A not-really-a-sequel sequel, Dark Web follows the same structure as 2015’s Unfriended. A group of people join together on a Skype call and are systematically murdered — one by one — by a nefarious force, in this case a cabal of men who call themselves the Charons. They kidnap young women and sell the rights to decide how to kill them online. When Matias (Colin Woodell) comes into possession of a laptop belonging to a member, he and his friends become the targets in a plot to get the laptop back.
The movie is pretty run-of-the-mill with formulaic plot points that serve to push the narrative forward and not much else. The writing, while tense and interesting, will never terrify you. It will, however, make you jump more than once throughout its run time. For example, there’s a scene where a woman pulls something out of her skull, which will make you cringe and jump, but then nothing happens except a really poorly sound-mixed scream.
Where I think Dark Web excels is in its performances, which, in order to relay the dire circumstances due to its “talking head” structure, relies entirely on the actors’ abilities to emote since they aren’t ever really doing anything.
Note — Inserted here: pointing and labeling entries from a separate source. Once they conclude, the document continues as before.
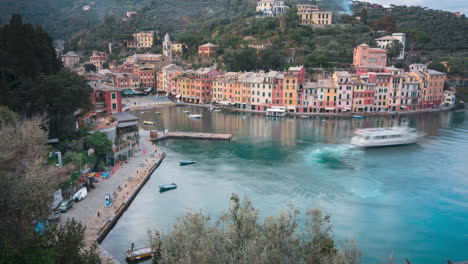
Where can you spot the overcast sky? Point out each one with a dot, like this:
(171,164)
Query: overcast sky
(449,5)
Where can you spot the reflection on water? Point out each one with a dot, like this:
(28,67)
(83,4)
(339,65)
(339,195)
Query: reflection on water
(410,200)
(337,156)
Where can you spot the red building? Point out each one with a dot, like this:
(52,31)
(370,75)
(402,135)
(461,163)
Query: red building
(98,59)
(207,50)
(147,77)
(106,98)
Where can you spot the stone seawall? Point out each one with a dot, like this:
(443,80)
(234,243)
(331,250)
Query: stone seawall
(106,217)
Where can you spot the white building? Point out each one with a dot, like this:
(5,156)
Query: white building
(271,8)
(167,46)
(384,42)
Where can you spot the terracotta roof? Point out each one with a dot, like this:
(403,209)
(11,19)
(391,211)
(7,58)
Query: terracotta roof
(209,45)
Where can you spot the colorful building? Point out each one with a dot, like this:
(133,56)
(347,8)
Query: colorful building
(70,59)
(431,84)
(98,59)
(207,50)
(365,55)
(310,15)
(271,8)
(144,39)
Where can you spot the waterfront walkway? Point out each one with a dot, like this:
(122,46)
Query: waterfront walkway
(124,184)
(191,135)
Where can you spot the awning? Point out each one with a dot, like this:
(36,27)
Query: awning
(225,102)
(128,92)
(127,124)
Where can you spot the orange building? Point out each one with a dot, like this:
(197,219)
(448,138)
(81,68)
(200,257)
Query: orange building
(367,56)
(207,50)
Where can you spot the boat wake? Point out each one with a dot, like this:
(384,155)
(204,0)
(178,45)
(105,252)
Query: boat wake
(337,157)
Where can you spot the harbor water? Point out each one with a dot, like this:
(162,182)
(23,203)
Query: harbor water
(405,202)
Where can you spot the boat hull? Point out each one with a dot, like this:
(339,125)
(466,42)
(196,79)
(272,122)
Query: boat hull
(167,187)
(188,162)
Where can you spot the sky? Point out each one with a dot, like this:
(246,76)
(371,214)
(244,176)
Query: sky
(448,5)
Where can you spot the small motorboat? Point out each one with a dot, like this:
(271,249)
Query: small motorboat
(385,137)
(150,123)
(195,116)
(186,162)
(138,254)
(80,194)
(167,187)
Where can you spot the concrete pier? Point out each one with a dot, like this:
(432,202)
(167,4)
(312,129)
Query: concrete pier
(191,135)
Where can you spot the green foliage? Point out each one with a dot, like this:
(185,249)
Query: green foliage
(394,49)
(239,236)
(99,142)
(247,59)
(437,66)
(64,244)
(90,67)
(387,23)
(32,81)
(444,29)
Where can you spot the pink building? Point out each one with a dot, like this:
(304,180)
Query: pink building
(98,59)
(344,84)
(365,55)
(106,98)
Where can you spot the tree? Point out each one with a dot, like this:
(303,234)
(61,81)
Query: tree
(90,67)
(416,36)
(394,49)
(33,82)
(26,189)
(25,199)
(437,66)
(99,142)
(68,242)
(238,236)
(364,16)
(387,23)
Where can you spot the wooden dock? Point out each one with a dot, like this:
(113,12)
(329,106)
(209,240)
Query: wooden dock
(191,135)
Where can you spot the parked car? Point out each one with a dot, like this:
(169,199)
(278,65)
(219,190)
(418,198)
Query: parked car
(65,206)
(54,217)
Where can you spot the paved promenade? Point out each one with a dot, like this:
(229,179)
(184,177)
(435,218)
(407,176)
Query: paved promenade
(123,184)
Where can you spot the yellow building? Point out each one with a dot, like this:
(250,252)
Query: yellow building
(310,15)
(290,84)
(144,39)
(177,48)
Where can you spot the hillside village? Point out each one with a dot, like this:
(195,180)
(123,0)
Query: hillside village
(373,83)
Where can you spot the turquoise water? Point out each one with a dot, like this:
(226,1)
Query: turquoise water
(407,201)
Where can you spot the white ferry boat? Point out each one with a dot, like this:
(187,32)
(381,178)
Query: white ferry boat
(276,111)
(384,137)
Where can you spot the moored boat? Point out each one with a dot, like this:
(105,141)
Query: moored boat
(186,162)
(80,194)
(150,123)
(195,116)
(384,137)
(133,255)
(276,111)
(167,187)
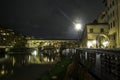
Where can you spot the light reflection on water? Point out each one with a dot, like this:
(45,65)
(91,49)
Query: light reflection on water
(7,67)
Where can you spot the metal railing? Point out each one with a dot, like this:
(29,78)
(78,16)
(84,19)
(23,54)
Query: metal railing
(104,64)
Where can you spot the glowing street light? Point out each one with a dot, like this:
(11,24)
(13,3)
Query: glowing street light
(78,27)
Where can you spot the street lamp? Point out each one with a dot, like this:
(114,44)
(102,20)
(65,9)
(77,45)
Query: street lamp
(78,28)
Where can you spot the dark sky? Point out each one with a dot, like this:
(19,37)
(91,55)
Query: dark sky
(48,18)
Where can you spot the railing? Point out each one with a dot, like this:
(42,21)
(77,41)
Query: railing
(104,64)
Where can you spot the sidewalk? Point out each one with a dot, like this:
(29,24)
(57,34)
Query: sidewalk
(29,72)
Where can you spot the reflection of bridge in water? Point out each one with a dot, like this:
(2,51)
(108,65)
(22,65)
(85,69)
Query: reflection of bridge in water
(102,64)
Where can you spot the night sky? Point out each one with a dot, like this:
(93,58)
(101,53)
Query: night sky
(49,19)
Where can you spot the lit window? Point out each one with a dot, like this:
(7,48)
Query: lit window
(91,30)
(101,30)
(3,33)
(113,23)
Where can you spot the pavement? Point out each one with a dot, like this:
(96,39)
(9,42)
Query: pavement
(28,72)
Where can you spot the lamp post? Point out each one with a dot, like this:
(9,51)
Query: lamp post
(78,28)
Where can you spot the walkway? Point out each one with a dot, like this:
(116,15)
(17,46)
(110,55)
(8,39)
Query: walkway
(29,72)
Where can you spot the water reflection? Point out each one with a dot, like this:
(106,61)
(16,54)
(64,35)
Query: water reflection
(15,59)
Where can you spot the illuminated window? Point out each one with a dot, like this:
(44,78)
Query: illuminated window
(91,30)
(113,23)
(101,30)
(3,33)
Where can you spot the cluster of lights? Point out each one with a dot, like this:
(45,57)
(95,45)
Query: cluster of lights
(91,43)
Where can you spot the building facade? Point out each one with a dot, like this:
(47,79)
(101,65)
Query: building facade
(9,38)
(112,11)
(36,43)
(96,36)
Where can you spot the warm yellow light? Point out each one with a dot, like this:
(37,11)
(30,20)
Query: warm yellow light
(89,44)
(94,41)
(34,53)
(105,43)
(78,27)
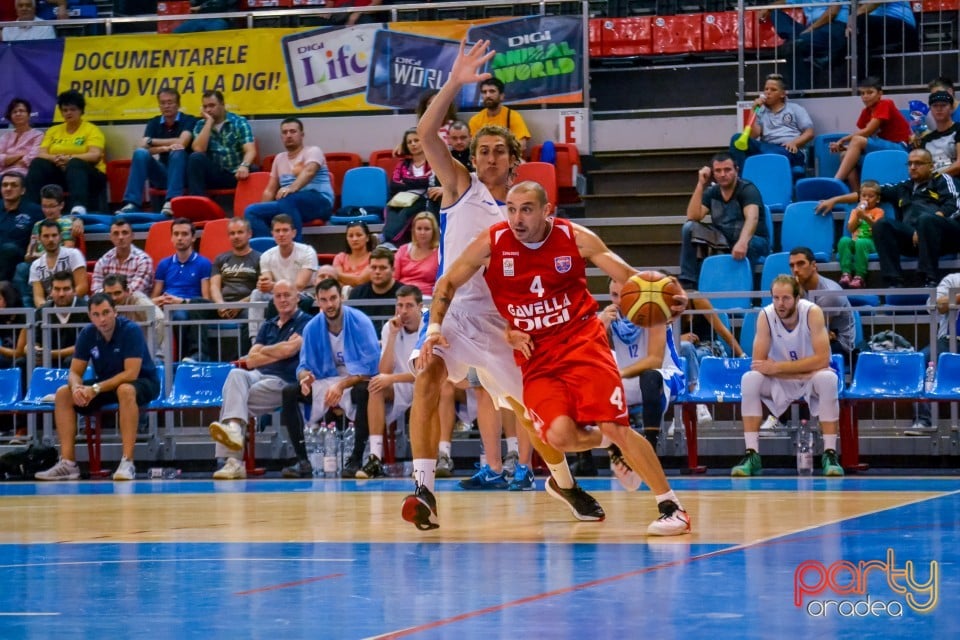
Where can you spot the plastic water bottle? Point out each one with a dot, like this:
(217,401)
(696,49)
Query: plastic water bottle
(330,446)
(804,450)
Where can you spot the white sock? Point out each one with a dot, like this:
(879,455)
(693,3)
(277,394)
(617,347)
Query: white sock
(376,446)
(830,441)
(425,472)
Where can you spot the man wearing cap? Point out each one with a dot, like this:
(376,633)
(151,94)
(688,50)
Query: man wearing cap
(942,141)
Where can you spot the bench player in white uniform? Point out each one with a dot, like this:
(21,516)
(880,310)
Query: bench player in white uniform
(394,383)
(473,329)
(791,360)
(648,362)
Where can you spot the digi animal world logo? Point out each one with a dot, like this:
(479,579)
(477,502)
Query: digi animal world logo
(863,589)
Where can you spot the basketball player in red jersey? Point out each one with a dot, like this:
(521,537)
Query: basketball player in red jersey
(535,266)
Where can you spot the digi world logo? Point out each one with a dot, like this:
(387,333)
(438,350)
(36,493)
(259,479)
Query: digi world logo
(868,588)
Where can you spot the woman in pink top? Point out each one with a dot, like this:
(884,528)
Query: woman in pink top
(416,262)
(353,265)
(19,145)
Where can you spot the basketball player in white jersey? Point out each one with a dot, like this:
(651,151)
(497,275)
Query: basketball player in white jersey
(474,331)
(791,360)
(648,362)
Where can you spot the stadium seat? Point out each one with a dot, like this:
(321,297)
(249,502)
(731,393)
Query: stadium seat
(803,227)
(888,165)
(723,273)
(771,173)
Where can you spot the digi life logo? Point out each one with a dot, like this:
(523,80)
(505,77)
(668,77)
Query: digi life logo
(864,589)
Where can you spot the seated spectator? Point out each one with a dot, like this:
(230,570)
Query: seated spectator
(20,144)
(734,205)
(71,155)
(382,286)
(125,258)
(223,148)
(299,185)
(56,259)
(880,126)
(944,138)
(926,206)
(183,278)
(394,381)
(781,127)
(34,28)
(353,265)
(416,263)
(124,374)
(161,157)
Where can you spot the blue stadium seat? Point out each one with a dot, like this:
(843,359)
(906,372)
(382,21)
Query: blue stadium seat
(803,227)
(887,376)
(723,273)
(771,173)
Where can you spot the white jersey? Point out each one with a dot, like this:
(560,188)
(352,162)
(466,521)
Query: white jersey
(788,344)
(460,224)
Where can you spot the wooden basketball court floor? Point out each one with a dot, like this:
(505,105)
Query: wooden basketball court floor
(777,557)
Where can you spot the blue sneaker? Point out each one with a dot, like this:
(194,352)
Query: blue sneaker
(485,479)
(522,479)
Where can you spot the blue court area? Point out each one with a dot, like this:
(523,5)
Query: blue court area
(883,574)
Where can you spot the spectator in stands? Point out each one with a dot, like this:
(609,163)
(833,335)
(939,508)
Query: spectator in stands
(35,29)
(494,113)
(781,127)
(161,157)
(207,24)
(17,219)
(416,263)
(124,374)
(837,311)
(382,286)
(257,389)
(234,275)
(183,278)
(944,138)
(223,147)
(56,259)
(71,155)
(926,205)
(394,381)
(125,258)
(734,205)
(882,28)
(880,126)
(20,144)
(299,185)
(340,353)
(353,265)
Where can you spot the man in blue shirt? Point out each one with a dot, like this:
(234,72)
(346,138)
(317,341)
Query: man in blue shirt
(183,278)
(124,374)
(258,389)
(167,136)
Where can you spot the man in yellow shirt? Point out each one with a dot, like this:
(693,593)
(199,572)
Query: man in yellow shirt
(494,113)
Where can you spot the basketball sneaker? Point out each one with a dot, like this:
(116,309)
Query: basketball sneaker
(523,479)
(831,466)
(582,505)
(420,508)
(373,469)
(485,479)
(673,520)
(629,478)
(749,465)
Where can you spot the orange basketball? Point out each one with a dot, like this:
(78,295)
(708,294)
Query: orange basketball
(645,299)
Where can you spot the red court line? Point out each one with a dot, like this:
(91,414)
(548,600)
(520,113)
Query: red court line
(286,585)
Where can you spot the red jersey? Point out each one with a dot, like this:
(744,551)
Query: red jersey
(540,290)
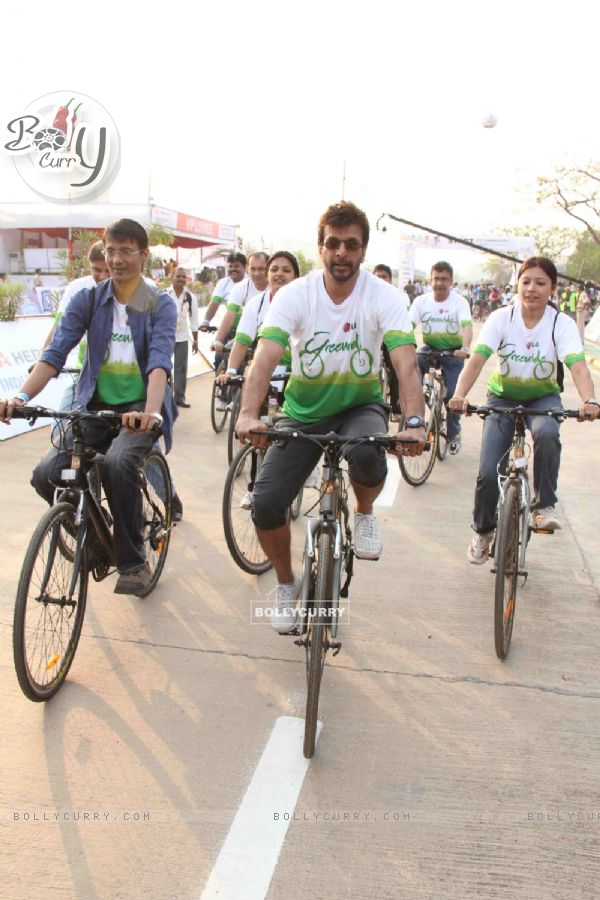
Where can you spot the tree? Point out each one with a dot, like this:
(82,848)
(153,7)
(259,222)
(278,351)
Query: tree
(77,266)
(552,241)
(585,261)
(575,190)
(306,265)
(159,234)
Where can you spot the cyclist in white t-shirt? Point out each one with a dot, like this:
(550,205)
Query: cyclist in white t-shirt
(530,339)
(445,319)
(335,321)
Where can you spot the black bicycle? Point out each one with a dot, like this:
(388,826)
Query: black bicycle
(72,540)
(417,469)
(514,528)
(328,555)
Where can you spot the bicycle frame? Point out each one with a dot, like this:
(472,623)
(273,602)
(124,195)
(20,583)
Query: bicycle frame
(517,471)
(333,511)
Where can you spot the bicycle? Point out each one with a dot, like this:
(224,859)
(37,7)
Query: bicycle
(514,527)
(236,508)
(328,554)
(73,539)
(220,395)
(417,469)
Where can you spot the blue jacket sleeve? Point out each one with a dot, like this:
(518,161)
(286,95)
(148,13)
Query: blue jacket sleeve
(70,330)
(162,342)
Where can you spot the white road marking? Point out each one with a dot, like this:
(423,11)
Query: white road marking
(247,860)
(388,494)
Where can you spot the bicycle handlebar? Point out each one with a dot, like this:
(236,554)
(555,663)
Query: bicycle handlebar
(283,435)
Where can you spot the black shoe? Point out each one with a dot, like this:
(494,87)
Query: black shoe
(177,508)
(136,583)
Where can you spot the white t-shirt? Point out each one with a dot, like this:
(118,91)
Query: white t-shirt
(119,379)
(224,287)
(442,323)
(187,313)
(527,357)
(335,347)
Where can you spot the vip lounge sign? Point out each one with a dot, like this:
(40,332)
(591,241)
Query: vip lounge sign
(65,146)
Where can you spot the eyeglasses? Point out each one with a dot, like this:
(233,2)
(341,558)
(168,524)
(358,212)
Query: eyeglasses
(351,244)
(124,254)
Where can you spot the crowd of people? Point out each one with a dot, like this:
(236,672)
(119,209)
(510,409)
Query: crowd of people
(328,329)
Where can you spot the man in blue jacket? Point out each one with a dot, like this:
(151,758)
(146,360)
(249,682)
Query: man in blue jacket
(130,329)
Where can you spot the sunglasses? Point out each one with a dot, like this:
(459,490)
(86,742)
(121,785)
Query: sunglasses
(351,244)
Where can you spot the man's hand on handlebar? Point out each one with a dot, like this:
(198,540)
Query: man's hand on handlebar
(458,405)
(139,422)
(6,408)
(247,423)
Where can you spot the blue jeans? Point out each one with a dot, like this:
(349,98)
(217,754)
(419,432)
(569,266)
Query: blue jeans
(498,431)
(451,369)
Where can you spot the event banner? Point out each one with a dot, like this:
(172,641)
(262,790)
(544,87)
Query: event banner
(20,347)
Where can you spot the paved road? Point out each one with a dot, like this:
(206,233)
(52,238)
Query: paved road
(460,776)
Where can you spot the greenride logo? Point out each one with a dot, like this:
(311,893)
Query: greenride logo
(65,146)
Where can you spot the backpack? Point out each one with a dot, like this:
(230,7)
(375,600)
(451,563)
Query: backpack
(560,369)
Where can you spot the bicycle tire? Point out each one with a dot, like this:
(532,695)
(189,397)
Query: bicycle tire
(442,429)
(507,569)
(233,444)
(296,505)
(157,514)
(48,628)
(316,643)
(239,529)
(417,469)
(218,417)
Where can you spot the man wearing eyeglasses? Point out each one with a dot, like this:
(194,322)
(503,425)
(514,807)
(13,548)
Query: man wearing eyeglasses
(335,321)
(130,328)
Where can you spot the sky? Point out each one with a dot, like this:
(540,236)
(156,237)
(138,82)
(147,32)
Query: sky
(247,113)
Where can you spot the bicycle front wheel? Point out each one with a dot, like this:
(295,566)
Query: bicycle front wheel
(316,643)
(220,395)
(507,569)
(417,469)
(157,514)
(238,526)
(442,428)
(50,604)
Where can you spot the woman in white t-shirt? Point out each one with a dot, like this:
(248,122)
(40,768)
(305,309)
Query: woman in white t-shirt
(529,339)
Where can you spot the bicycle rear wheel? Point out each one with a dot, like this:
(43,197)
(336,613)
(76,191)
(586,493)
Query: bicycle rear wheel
(218,417)
(233,444)
(317,639)
(442,428)
(240,532)
(50,605)
(157,514)
(417,469)
(507,569)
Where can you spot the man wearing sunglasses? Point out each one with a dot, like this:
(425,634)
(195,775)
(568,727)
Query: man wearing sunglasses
(335,321)
(130,327)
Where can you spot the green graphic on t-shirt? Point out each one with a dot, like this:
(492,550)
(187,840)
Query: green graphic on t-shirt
(312,363)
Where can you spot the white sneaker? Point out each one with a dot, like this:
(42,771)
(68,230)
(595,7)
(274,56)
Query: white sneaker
(246,501)
(545,519)
(283,619)
(455,446)
(367,543)
(478,550)
(313,478)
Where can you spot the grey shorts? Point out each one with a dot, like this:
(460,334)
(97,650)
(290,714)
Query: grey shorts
(285,469)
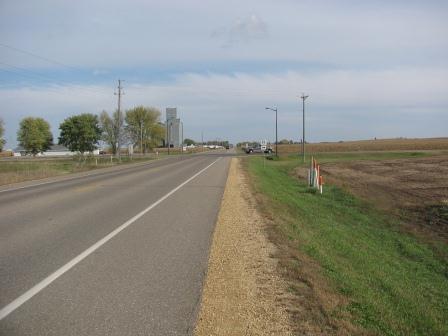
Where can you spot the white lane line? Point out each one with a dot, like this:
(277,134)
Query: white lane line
(8,309)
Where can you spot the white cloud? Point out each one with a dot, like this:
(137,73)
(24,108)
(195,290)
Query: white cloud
(243,30)
(342,104)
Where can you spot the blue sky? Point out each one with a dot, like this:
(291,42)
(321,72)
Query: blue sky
(372,69)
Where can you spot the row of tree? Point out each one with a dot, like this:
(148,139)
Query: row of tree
(82,133)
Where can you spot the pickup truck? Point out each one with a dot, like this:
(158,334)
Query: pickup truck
(258,149)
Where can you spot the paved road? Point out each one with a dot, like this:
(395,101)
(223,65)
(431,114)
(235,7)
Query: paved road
(74,259)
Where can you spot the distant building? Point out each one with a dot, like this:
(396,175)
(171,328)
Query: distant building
(173,128)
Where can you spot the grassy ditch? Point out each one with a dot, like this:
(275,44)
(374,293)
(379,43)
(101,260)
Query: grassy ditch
(20,170)
(395,283)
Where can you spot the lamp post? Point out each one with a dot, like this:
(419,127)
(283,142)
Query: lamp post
(303,97)
(276,128)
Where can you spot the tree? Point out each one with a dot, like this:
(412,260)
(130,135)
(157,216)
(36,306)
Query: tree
(80,133)
(112,130)
(2,131)
(34,135)
(143,127)
(189,142)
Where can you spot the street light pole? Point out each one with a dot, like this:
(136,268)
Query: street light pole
(276,129)
(303,97)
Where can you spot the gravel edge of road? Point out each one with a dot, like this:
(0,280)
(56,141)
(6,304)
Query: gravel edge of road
(243,291)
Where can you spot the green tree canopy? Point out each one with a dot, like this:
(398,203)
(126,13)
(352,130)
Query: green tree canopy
(80,133)
(2,131)
(112,129)
(34,135)
(143,127)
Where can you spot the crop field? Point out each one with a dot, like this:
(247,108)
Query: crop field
(14,170)
(369,145)
(370,255)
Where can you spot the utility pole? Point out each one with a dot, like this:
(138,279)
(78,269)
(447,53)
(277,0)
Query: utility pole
(276,129)
(141,136)
(168,135)
(303,97)
(119,125)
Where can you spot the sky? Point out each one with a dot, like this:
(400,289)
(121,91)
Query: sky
(371,69)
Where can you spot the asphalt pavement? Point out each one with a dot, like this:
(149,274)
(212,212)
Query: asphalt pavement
(118,252)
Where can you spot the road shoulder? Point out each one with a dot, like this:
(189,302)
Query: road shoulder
(243,292)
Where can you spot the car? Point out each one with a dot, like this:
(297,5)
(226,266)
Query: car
(250,150)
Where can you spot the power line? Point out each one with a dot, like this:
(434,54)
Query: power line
(37,56)
(32,74)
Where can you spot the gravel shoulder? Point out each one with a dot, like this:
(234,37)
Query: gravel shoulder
(243,292)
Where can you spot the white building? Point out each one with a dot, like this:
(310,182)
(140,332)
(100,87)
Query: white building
(173,128)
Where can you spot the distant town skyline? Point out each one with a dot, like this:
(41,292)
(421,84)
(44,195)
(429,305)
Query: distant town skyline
(371,69)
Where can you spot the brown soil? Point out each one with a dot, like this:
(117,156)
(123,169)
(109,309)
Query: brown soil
(414,189)
(243,293)
(369,145)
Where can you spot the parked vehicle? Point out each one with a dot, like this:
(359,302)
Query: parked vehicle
(258,149)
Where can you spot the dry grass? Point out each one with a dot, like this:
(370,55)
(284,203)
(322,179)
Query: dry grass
(369,145)
(243,293)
The most action any of them ever sees is a small fight scene (shown at a distance through a security camera) between one of the characters and one of the Charons. In particular, Rebecca Rittenhouse and Andrew Lees deserve mention here for their intense performances.
It’s surprisingly difficult to write about a movie that lies starkly in the middle between “loved it” and “hated it”, but what I can say is that Dark Web, like its sort-of predecessor, did pleasantly surprise me. I walked into the theater thinking it was going to be garbage and walked out thinking it was okay. Sometimes, “I didn’t hate it” is the best thing you can say about a movie.